Tuesday, April 5

Data Loss Prevention: Getting Started
By Brad C. Johnson


The term DLP, or Data Loss Prevention, tends to conjure up somewhat polarizing reactions such as “That’s the most important thing in our IT environment!” or “What is that?” The reality is, both reactions are perfectly reasonable.

The minute you start talking about Data Loss Prevention, or Data Leak Prevention/Protection, or, Information Loss/Leakage Prevention/Protection, or Content Monitoring or whatever, and finally get past the acronym du jour and realize it is a conversation about monitoring confidential data, everybody is interested and concerned about the topic.

Some organizations use the DLP title and create specific initiatives or employee roles based around the topic. Other organizations consider it a by-product of the other security or IT infrastructure they already have in place. I’m going to put a stake in the ground and say, it needs to be both.

The reason you need to explicitly consider the DLP topic is that normal and even formal security frameworks don’t usually provide good coverage of all of the DLP issues. Why is that?

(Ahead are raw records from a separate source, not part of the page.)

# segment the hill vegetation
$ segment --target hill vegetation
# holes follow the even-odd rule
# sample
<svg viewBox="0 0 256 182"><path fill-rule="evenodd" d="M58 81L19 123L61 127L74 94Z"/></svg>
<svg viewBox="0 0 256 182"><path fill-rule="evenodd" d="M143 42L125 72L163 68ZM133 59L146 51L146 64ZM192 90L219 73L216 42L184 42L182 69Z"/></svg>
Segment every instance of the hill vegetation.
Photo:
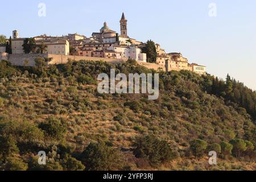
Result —
<svg viewBox="0 0 256 182"><path fill-rule="evenodd" d="M0 169L256 169L256 93L229 76L159 71L151 101L97 91L98 74L111 68L156 72L133 60L36 62L0 62ZM212 150L216 166L208 164Z"/></svg>

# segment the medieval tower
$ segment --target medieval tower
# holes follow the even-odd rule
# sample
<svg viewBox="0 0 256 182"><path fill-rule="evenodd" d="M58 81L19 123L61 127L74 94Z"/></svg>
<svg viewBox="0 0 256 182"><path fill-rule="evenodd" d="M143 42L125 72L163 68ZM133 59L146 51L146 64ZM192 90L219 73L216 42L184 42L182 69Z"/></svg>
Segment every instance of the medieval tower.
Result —
<svg viewBox="0 0 256 182"><path fill-rule="evenodd" d="M13 39L16 39L19 38L19 32L16 30L14 30L13 31Z"/></svg>
<svg viewBox="0 0 256 182"><path fill-rule="evenodd" d="M121 19L120 20L121 36L124 38L128 38L127 34L127 19L125 19L125 14L123 13Z"/></svg>

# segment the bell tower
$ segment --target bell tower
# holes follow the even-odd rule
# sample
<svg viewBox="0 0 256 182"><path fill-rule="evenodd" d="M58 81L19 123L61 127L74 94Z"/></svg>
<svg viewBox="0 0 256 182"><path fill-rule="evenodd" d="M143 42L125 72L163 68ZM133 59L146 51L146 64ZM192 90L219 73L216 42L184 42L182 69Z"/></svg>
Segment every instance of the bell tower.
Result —
<svg viewBox="0 0 256 182"><path fill-rule="evenodd" d="M127 19L125 19L125 14L123 13L121 19L120 20L121 36L124 38L128 38L127 34Z"/></svg>
<svg viewBox="0 0 256 182"><path fill-rule="evenodd" d="M16 39L19 38L19 32L16 30L14 30L13 31L13 39Z"/></svg>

At the heart of DLP is that most IT environments don’t include an explicit requirement to actually monitor data payloads in many normal day to day tasks and operations. We monitor users, we monitor intrusion attempts, we monitor changes to our Web site, we monitor unexpected protocol attempts on our firewalls, but we often have no idea all of the places our confidential data resides or how it got there.

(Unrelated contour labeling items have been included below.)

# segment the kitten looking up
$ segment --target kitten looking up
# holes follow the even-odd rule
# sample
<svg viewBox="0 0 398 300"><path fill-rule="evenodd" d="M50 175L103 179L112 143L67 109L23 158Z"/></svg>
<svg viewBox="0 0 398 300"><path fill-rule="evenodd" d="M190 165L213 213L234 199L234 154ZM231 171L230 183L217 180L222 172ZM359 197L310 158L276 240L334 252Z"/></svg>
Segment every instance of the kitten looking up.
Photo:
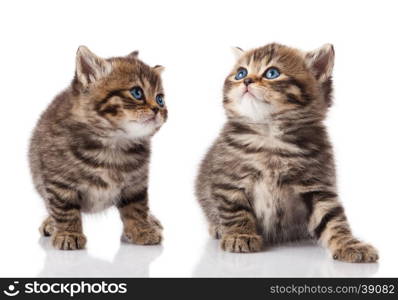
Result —
<svg viewBox="0 0 398 300"><path fill-rule="evenodd" d="M333 47L302 52L269 44L236 52L224 84L228 121L196 182L211 234L230 252L312 238L335 259L376 261L377 251L352 236L336 190L323 124Z"/></svg>
<svg viewBox="0 0 398 300"><path fill-rule="evenodd" d="M86 244L81 212L115 205L123 240L158 244L148 209L150 139L167 119L160 73L138 52L103 59L79 47L71 85L42 114L29 159L48 218L40 231L57 249Z"/></svg>

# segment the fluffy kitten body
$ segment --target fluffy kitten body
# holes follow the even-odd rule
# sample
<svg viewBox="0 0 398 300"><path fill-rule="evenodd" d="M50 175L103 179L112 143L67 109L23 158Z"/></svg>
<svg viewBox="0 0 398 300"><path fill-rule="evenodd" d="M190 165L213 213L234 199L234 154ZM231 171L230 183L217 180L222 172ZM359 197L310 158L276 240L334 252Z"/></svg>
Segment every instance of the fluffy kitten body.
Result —
<svg viewBox="0 0 398 300"><path fill-rule="evenodd" d="M102 59L80 47L75 78L34 130L31 172L49 213L40 231L52 236L55 248L83 248L81 212L112 205L120 211L125 241L161 241L147 184L150 138L167 119L162 67L149 67L137 55Z"/></svg>
<svg viewBox="0 0 398 300"><path fill-rule="evenodd" d="M335 259L373 262L338 200L323 120L331 105L331 45L313 52L270 44L237 49L224 85L228 121L205 156L196 193L230 252L313 238ZM276 76L276 77L274 77Z"/></svg>

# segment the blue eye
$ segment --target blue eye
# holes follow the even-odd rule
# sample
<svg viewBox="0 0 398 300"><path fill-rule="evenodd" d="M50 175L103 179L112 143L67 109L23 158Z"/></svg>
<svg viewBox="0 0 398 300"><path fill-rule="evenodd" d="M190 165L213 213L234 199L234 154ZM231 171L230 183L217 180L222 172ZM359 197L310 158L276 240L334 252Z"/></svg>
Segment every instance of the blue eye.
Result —
<svg viewBox="0 0 398 300"><path fill-rule="evenodd" d="M144 99L144 92L143 92L142 88L140 88L139 86L133 87L130 90L130 94L137 100Z"/></svg>
<svg viewBox="0 0 398 300"><path fill-rule="evenodd" d="M164 106L164 96L162 94L159 94L156 96L156 103L160 106Z"/></svg>
<svg viewBox="0 0 398 300"><path fill-rule="evenodd" d="M239 68L238 73L235 75L236 80L241 80L247 76L247 70L245 68Z"/></svg>
<svg viewBox="0 0 398 300"><path fill-rule="evenodd" d="M278 78L281 73L279 73L279 70L277 68L271 67L264 73L264 77L267 79L275 79Z"/></svg>

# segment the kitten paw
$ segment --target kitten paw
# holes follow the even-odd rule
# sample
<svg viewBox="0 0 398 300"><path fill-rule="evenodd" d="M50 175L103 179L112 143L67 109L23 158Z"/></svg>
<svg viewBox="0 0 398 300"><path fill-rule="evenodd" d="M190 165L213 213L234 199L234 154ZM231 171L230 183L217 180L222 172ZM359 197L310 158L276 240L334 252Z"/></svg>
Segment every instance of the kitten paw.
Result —
<svg viewBox="0 0 398 300"><path fill-rule="evenodd" d="M333 259L351 263L372 263L379 259L379 255L373 246L358 241L336 249Z"/></svg>
<svg viewBox="0 0 398 300"><path fill-rule="evenodd" d="M263 238L256 234L226 234L221 240L221 248L228 252L258 252L262 247Z"/></svg>
<svg viewBox="0 0 398 300"><path fill-rule="evenodd" d="M122 241L137 245L157 245L162 241L162 231L156 225L146 228L125 228Z"/></svg>
<svg viewBox="0 0 398 300"><path fill-rule="evenodd" d="M78 232L56 232L53 235L52 244L59 250L83 249L86 245L86 237Z"/></svg>
<svg viewBox="0 0 398 300"><path fill-rule="evenodd" d="M42 236L51 236L55 231L55 221L51 217L47 217L39 228Z"/></svg>

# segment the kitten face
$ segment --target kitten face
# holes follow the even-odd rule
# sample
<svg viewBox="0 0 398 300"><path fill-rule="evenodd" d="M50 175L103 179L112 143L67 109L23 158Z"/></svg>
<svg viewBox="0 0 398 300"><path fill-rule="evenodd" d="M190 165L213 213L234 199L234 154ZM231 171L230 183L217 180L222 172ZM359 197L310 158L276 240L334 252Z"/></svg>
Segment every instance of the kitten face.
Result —
<svg viewBox="0 0 398 300"><path fill-rule="evenodd" d="M79 109L87 121L105 126L118 137L153 135L167 120L160 78L163 67L144 64L135 52L105 60L87 50L78 53L76 68L84 98Z"/></svg>
<svg viewBox="0 0 398 300"><path fill-rule="evenodd" d="M265 122L286 111L322 112L329 97L323 85L330 80L333 54L330 45L305 53L278 44L238 53L224 85L227 115Z"/></svg>

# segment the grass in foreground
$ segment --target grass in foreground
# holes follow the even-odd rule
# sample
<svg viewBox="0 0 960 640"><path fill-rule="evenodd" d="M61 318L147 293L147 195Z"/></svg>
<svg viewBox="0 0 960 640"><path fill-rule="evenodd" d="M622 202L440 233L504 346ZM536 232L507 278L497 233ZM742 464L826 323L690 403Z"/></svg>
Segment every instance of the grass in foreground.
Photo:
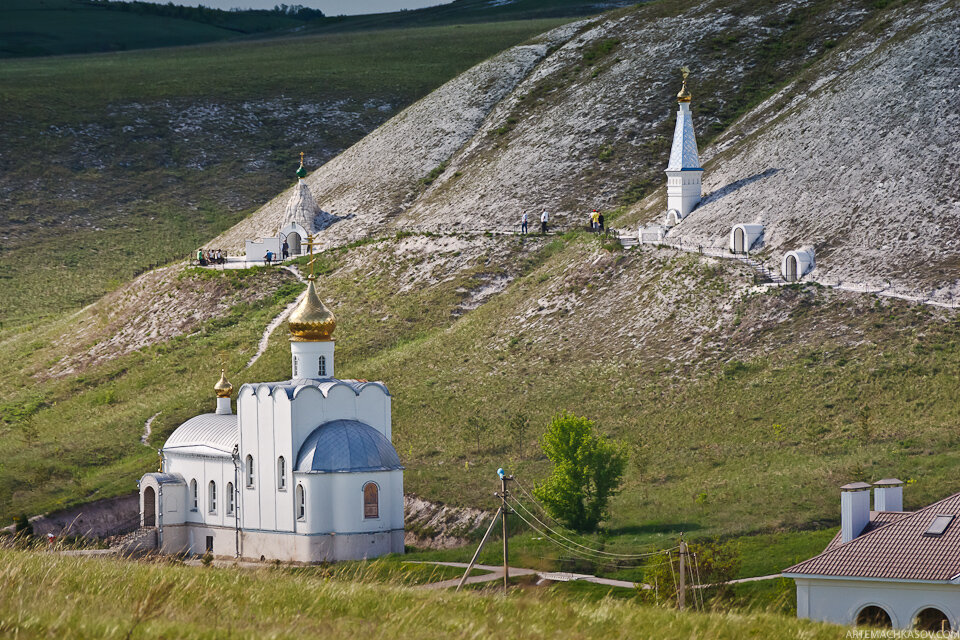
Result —
<svg viewBox="0 0 960 640"><path fill-rule="evenodd" d="M605 598L498 595L0 551L0 634L41 637L842 638L770 614L681 614Z"/></svg>

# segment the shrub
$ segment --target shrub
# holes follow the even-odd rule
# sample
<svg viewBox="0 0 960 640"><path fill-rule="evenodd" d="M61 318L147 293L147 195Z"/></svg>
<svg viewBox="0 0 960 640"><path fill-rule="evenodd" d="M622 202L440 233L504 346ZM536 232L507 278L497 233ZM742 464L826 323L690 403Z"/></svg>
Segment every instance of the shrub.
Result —
<svg viewBox="0 0 960 640"><path fill-rule="evenodd" d="M620 491L629 457L622 442L597 433L593 421L564 412L541 440L553 473L533 493L550 515L575 531L595 531Z"/></svg>

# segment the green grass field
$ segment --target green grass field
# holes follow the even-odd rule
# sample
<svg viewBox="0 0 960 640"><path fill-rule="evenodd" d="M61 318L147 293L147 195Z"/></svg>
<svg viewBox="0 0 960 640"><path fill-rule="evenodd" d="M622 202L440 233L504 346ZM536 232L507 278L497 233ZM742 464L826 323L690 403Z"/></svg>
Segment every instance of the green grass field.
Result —
<svg viewBox="0 0 960 640"><path fill-rule="evenodd" d="M0 61L0 332L188 255L286 187L300 150L315 166L557 24Z"/></svg>
<svg viewBox="0 0 960 640"><path fill-rule="evenodd" d="M841 638L765 613L680 614L634 601L343 582L312 571L183 567L0 551L0 633L41 637ZM377 578L377 582L381 578ZM56 602L57 606L49 606Z"/></svg>

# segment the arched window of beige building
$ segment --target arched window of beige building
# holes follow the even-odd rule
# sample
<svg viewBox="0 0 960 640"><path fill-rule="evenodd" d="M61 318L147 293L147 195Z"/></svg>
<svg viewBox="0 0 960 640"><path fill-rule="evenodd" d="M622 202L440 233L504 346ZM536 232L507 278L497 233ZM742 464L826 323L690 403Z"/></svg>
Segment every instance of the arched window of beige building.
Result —
<svg viewBox="0 0 960 640"><path fill-rule="evenodd" d="M380 488L376 482L363 485L363 517L380 517Z"/></svg>

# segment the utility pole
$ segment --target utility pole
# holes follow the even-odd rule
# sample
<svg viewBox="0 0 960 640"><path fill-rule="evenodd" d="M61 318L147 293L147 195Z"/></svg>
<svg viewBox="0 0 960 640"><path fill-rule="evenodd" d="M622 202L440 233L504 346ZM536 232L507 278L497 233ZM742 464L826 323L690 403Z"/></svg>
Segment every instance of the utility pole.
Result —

According to studies on data loss, most companies have lost data on laptops and USB drives, Personal Identifying Information (PII) is often found on expected drives or systems, and an unexpected number of simple unencrypted emails have sensitive information in them. [The Open Security Foundation has catalogued a Data Loss Data Base and is focused on giving news about the details of data loss incidents: http://datalossdb.org/statistics]

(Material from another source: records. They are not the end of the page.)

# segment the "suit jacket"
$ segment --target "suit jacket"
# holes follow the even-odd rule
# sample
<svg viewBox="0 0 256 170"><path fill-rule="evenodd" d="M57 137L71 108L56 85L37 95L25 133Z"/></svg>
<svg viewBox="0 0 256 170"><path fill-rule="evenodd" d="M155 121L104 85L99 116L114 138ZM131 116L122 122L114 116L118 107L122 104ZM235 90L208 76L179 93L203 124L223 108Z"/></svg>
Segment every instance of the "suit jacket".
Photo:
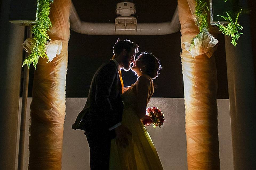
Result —
<svg viewBox="0 0 256 170"><path fill-rule="evenodd" d="M114 62L112 60L102 65L96 71L91 84L84 108L72 125L74 129L109 131L121 122L123 104L121 98L122 85ZM114 137L114 130L110 132Z"/></svg>

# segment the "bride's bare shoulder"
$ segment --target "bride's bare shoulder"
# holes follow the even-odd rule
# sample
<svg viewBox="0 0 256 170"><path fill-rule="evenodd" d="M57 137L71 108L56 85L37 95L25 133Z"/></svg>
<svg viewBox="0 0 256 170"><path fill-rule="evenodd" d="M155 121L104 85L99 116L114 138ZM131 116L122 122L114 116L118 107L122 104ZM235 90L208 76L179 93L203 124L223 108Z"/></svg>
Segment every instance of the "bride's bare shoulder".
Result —
<svg viewBox="0 0 256 170"><path fill-rule="evenodd" d="M135 85L137 86L138 85L149 86L151 83L152 79L149 76L143 75L139 76L138 78Z"/></svg>

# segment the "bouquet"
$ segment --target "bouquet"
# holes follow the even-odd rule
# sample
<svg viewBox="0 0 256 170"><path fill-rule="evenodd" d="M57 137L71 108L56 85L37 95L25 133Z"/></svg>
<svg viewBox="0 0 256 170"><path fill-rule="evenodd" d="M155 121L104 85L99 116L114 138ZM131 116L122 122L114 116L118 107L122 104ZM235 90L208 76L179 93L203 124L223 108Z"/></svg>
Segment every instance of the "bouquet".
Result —
<svg viewBox="0 0 256 170"><path fill-rule="evenodd" d="M153 123L154 128L158 126L160 128L161 126L163 125L165 119L163 112L158 107L149 107L147 109L146 111L146 117L142 121L144 125L150 126Z"/></svg>

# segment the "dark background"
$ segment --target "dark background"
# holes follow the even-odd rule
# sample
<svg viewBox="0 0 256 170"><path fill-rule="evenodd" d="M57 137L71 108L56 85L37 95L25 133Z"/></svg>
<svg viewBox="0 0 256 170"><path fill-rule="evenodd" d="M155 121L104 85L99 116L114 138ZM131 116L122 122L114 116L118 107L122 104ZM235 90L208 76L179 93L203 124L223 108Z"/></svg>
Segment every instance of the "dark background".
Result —
<svg viewBox="0 0 256 170"><path fill-rule="evenodd" d="M254 4L253 1L248 2ZM92 22L114 22L116 17L115 5L118 1L73 0L73 1L81 20ZM133 1L139 23L170 21L177 5L177 0ZM252 17L255 18L251 14ZM254 24L251 28L255 27ZM113 55L112 47L117 38L127 39L138 44L139 52L136 56L142 52L149 51L153 53L160 60L163 69L158 77L154 80L157 87L153 97L184 97L182 65L179 56L181 52L181 35L179 32L167 35L150 36L89 35L72 30L71 33L66 79L67 97L87 97L94 73L101 64L111 58ZM217 98L228 99L224 37L219 35L217 38L219 42L215 55L218 71ZM255 53L254 50L254 52ZM28 96L31 97L34 69L31 66L30 70ZM122 71L122 75L125 86L130 85L137 80L134 73L131 70Z"/></svg>

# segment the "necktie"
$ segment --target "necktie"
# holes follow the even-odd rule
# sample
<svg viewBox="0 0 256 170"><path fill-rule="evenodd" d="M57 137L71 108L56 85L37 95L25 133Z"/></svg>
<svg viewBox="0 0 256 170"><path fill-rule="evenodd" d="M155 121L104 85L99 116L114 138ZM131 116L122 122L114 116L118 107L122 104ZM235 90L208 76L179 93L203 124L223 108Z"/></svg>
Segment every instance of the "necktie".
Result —
<svg viewBox="0 0 256 170"><path fill-rule="evenodd" d="M122 85L122 94L123 92L123 79L122 78L122 73L121 70L118 71L118 73L119 74L120 81L121 82L121 84Z"/></svg>

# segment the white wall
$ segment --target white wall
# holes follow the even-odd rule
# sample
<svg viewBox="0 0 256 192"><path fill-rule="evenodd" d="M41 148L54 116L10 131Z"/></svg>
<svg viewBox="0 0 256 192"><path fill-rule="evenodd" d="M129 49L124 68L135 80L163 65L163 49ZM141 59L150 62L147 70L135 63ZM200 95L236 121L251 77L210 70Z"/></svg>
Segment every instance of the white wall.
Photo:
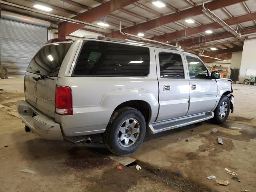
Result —
<svg viewBox="0 0 256 192"><path fill-rule="evenodd" d="M245 41L240 68L240 83L242 83L246 78L247 69L256 69L256 39Z"/></svg>
<svg viewBox="0 0 256 192"><path fill-rule="evenodd" d="M242 60L242 52L234 52L232 53L231 56L231 65L230 67L234 68L240 68L241 61Z"/></svg>

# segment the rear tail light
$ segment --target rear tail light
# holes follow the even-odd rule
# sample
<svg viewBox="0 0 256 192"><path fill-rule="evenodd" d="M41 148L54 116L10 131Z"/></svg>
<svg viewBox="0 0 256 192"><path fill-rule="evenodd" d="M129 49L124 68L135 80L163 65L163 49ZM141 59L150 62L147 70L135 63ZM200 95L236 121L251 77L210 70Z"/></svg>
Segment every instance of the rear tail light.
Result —
<svg viewBox="0 0 256 192"><path fill-rule="evenodd" d="M65 86L56 86L55 113L61 115L73 114L71 88Z"/></svg>
<svg viewBox="0 0 256 192"><path fill-rule="evenodd" d="M24 93L26 93L26 75L24 76Z"/></svg>

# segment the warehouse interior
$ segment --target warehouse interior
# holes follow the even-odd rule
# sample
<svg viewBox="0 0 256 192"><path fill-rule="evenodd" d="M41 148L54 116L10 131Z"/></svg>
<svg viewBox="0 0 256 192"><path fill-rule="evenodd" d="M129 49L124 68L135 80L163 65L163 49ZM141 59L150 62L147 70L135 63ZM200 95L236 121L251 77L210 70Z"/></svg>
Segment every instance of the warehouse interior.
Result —
<svg viewBox="0 0 256 192"><path fill-rule="evenodd" d="M0 12L0 191L256 191L256 0L6 0ZM198 56L232 80L234 112L222 124L147 132L124 157L26 132L16 102L30 61L50 40L86 37Z"/></svg>

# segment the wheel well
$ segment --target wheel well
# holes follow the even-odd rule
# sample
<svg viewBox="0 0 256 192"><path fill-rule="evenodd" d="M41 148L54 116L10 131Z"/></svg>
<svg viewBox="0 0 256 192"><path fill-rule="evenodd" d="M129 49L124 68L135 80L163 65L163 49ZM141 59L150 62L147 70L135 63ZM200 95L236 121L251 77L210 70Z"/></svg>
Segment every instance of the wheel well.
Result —
<svg viewBox="0 0 256 192"><path fill-rule="evenodd" d="M146 124L147 124L149 122L151 116L151 108L149 104L146 101L142 100L132 100L126 101L116 107L114 111L124 107L132 107L138 110L143 115Z"/></svg>
<svg viewBox="0 0 256 192"><path fill-rule="evenodd" d="M230 91L226 91L224 93L223 93L223 94L222 96L222 97L224 95L226 96L228 98L229 98L229 99L230 98L230 97L231 96ZM234 106L233 106L233 104L231 102L230 102L230 109L232 110L231 112L232 113L233 111L234 111Z"/></svg>
<svg viewBox="0 0 256 192"><path fill-rule="evenodd" d="M230 91L226 91L224 93L223 93L223 94L222 94L222 96L223 96L223 95L225 95L225 96L227 96L228 98L230 98L230 96L231 96L230 92Z"/></svg>

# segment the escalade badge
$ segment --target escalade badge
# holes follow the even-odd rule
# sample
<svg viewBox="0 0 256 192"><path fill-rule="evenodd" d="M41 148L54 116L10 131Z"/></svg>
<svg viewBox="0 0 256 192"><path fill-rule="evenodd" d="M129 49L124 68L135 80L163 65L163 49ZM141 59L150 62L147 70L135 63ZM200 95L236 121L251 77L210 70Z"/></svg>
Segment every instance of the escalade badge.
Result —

The reason this happens is that most data loss is not from malicious attacks (although they tend to be the cases more publicized and scrutinized), but instead can be attributed to employee actions such as:

  • not following documented policies
  • storing files with sensitive information on public or lightly secured storage devices
  • using inherently insecure but popular technologies like social networking applications or instant messaging
  • putting sensitive information on mobile devices like laptops or Smartphones

In other words, data loss often happens in the course of doing normal work and trying to do your job.